Nunca existiu qualquer espécie de ordenança primordial que permita ao historiador classificar e diferenciar os diferentes tipos de embarcações de remos, e em particular as galés, embora existam princípios e regras mais ou menos comuns aos diferentes estaleiros mediterrânicos, que os tratadistas do século XVI souberam identificar e sistematizar. Socorremo-nos por isso (uma vez mais) do tratado do capitão Pantero, para estabelecer uma divisão entre os tipos principais de galés utilizadas pelas armadas navais mediterrânicas: a sotil (ordinária) e a bastardella (bastarda).

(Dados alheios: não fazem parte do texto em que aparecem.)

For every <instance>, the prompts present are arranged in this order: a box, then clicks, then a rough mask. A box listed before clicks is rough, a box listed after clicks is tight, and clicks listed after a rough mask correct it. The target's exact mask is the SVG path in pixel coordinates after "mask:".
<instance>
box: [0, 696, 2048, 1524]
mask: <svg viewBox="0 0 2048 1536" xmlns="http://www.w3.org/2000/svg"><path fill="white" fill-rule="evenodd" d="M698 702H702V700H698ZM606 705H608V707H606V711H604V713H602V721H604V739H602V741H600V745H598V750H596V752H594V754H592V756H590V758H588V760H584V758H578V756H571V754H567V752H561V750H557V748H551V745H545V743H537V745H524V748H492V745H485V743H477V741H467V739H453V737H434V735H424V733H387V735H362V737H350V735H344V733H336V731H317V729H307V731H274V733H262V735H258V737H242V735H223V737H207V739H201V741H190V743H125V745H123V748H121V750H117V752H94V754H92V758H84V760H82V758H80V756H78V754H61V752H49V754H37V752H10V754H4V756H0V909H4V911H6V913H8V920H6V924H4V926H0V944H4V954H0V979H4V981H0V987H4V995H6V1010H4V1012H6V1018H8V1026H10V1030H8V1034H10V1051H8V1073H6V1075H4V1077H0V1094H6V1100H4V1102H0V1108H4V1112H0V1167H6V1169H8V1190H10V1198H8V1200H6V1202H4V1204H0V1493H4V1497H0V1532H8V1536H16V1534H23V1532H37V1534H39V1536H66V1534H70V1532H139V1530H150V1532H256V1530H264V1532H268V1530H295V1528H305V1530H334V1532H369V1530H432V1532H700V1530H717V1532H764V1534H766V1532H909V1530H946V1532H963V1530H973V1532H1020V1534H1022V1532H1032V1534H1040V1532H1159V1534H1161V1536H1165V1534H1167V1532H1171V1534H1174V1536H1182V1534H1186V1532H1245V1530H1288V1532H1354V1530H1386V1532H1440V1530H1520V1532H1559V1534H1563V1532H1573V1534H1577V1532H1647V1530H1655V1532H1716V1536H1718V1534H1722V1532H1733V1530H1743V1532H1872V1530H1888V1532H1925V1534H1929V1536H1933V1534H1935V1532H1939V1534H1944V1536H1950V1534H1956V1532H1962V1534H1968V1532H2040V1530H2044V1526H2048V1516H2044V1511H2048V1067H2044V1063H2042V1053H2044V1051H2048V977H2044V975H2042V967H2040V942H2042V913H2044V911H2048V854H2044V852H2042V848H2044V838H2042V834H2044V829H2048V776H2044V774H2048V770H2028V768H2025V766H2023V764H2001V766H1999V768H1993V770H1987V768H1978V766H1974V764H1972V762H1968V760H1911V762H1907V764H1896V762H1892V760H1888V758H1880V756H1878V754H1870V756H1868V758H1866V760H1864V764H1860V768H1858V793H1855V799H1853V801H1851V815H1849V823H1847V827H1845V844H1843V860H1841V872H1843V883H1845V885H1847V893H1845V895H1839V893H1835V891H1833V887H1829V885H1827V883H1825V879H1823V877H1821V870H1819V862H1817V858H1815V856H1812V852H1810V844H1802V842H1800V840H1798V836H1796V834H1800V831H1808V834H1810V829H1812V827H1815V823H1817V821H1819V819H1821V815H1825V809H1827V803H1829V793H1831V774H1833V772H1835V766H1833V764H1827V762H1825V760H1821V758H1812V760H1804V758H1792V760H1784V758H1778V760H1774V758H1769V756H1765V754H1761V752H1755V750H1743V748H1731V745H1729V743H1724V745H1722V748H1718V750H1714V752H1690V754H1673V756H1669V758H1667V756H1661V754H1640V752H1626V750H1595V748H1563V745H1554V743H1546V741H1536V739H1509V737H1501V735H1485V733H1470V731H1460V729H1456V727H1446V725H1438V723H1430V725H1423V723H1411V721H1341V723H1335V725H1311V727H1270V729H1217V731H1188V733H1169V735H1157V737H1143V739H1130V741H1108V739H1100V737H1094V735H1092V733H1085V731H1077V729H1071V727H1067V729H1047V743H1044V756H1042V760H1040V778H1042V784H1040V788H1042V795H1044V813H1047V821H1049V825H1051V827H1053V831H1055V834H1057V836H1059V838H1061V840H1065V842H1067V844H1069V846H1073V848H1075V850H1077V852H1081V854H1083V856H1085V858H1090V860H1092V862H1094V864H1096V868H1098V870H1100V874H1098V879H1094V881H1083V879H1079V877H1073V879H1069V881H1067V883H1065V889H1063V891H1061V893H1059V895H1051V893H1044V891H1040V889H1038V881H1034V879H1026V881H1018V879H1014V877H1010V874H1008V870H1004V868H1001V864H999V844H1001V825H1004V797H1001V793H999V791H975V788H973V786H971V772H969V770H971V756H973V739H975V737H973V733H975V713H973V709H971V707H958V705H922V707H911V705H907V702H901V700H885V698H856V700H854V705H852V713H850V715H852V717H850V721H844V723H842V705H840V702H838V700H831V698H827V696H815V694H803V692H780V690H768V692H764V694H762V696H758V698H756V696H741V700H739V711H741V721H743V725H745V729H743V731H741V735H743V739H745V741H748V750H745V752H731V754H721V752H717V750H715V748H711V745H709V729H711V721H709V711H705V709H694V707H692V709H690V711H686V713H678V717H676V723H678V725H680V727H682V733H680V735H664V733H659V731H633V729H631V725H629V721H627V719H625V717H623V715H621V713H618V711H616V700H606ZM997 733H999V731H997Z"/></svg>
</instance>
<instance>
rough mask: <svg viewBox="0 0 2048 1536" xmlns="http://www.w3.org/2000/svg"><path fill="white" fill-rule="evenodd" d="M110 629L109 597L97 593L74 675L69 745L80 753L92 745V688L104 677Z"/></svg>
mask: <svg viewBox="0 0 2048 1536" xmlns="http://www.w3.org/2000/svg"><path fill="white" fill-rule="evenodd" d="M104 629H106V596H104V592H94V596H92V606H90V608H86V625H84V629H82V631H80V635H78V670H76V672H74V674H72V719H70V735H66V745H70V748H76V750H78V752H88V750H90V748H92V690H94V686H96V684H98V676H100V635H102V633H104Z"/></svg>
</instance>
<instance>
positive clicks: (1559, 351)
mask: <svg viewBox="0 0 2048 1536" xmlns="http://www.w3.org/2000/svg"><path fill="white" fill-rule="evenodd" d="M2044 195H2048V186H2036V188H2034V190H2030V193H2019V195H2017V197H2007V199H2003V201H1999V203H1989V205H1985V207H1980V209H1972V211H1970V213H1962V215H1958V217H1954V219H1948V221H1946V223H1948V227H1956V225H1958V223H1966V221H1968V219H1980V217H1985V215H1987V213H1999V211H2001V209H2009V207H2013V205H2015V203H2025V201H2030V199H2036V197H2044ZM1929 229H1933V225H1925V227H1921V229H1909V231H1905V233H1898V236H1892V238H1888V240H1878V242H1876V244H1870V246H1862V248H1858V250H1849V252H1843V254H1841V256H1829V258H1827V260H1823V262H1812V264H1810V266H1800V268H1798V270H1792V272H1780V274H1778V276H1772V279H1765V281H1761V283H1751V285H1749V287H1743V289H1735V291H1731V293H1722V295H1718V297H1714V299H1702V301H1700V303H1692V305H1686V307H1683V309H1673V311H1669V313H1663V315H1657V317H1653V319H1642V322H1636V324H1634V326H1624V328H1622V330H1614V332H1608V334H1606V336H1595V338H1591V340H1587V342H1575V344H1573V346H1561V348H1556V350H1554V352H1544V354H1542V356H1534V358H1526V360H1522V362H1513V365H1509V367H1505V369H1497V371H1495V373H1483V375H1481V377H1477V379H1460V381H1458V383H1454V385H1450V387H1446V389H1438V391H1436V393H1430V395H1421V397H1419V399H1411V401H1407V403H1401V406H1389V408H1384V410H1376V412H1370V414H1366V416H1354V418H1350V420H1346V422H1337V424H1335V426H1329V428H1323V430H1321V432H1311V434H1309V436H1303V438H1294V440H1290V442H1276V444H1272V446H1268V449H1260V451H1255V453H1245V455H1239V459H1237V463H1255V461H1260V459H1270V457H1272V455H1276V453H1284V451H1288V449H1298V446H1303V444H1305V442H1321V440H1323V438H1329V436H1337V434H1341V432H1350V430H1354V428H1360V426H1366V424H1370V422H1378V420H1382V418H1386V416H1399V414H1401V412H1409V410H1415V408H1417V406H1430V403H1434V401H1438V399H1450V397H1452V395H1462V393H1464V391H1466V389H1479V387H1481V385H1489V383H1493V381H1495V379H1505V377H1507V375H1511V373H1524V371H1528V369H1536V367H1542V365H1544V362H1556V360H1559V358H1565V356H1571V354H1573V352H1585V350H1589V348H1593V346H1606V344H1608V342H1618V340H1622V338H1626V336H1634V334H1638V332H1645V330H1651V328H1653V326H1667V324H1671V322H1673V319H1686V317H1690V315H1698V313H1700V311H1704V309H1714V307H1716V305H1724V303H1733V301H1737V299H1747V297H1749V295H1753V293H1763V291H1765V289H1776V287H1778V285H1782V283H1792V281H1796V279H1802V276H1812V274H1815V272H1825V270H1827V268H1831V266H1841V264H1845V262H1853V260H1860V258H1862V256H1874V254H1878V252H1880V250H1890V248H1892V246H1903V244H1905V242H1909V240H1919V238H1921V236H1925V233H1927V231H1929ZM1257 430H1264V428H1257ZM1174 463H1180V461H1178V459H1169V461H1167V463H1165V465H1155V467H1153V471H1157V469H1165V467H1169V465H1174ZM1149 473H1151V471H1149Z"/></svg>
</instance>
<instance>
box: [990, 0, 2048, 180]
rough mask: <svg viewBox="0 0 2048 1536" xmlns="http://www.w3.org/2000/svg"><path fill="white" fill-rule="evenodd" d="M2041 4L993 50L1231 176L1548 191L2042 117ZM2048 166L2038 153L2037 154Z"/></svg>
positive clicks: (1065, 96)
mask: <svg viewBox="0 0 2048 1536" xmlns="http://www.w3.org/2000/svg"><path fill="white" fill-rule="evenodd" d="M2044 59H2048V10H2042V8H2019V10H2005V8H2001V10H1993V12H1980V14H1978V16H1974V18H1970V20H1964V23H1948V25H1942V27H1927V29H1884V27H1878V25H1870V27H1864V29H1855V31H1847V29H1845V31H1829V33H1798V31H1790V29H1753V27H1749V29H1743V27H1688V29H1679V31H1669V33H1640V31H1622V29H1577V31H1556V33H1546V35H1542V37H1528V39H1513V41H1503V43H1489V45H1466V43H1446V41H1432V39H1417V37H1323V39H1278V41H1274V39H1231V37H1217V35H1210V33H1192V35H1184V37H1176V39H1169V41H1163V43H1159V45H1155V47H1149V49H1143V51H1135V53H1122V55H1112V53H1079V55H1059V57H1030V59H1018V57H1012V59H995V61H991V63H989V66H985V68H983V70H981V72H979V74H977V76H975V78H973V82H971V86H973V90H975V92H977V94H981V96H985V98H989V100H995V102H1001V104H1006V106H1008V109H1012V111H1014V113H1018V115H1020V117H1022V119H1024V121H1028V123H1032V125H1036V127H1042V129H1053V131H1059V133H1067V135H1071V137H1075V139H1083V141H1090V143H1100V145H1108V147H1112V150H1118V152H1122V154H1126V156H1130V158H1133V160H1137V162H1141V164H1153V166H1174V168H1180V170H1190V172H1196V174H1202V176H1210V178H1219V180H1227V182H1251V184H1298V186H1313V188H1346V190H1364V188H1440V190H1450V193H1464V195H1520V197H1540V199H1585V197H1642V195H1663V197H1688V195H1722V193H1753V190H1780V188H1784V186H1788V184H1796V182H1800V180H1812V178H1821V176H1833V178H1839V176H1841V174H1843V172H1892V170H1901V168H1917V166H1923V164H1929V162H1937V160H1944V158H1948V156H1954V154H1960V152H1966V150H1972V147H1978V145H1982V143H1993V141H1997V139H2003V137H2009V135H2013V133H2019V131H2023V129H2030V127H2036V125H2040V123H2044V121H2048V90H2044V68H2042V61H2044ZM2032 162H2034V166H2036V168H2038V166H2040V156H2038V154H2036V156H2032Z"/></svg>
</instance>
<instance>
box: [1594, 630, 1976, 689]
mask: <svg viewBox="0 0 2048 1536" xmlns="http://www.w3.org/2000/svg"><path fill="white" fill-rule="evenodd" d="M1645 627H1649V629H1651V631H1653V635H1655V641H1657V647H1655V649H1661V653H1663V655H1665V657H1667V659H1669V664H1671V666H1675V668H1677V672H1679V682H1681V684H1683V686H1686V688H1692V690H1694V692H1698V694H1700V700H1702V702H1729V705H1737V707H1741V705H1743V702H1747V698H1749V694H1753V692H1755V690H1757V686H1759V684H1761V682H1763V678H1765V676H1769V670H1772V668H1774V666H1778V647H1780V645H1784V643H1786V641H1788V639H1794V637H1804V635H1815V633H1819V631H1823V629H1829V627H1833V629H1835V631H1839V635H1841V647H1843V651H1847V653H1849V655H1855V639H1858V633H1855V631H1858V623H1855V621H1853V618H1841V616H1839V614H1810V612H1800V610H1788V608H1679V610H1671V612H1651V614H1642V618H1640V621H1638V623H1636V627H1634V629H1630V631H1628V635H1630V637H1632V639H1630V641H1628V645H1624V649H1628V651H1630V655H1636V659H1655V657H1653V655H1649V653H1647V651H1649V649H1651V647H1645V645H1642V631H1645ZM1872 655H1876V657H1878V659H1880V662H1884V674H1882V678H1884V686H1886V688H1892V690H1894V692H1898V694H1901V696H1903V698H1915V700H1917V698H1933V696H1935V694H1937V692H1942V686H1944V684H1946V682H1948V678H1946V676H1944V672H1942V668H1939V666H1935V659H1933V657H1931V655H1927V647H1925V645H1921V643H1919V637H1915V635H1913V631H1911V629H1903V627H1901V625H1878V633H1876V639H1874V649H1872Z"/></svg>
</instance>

A diferença entre ambas reside, não apenas nas suas dimensões (sendo a sotil mais ligeira), mas também na forma externa das respectivas popas: «divisa come doi spchi d’aglio», na bastardella; «unida», no caso da sotil. Quanto ao resto eram idênticas em tudo, excepto nas características náuticas: a bastardella navegava melhor com vela do que a

sotil, enquanto esta vogava «meglio à remi». Uma e outra podiam instalar um

número de bancos que podia variar entre um mínimo de vinte e seis (mais comum) e um máximo de trinta bancos por banda (no caso das galés reais).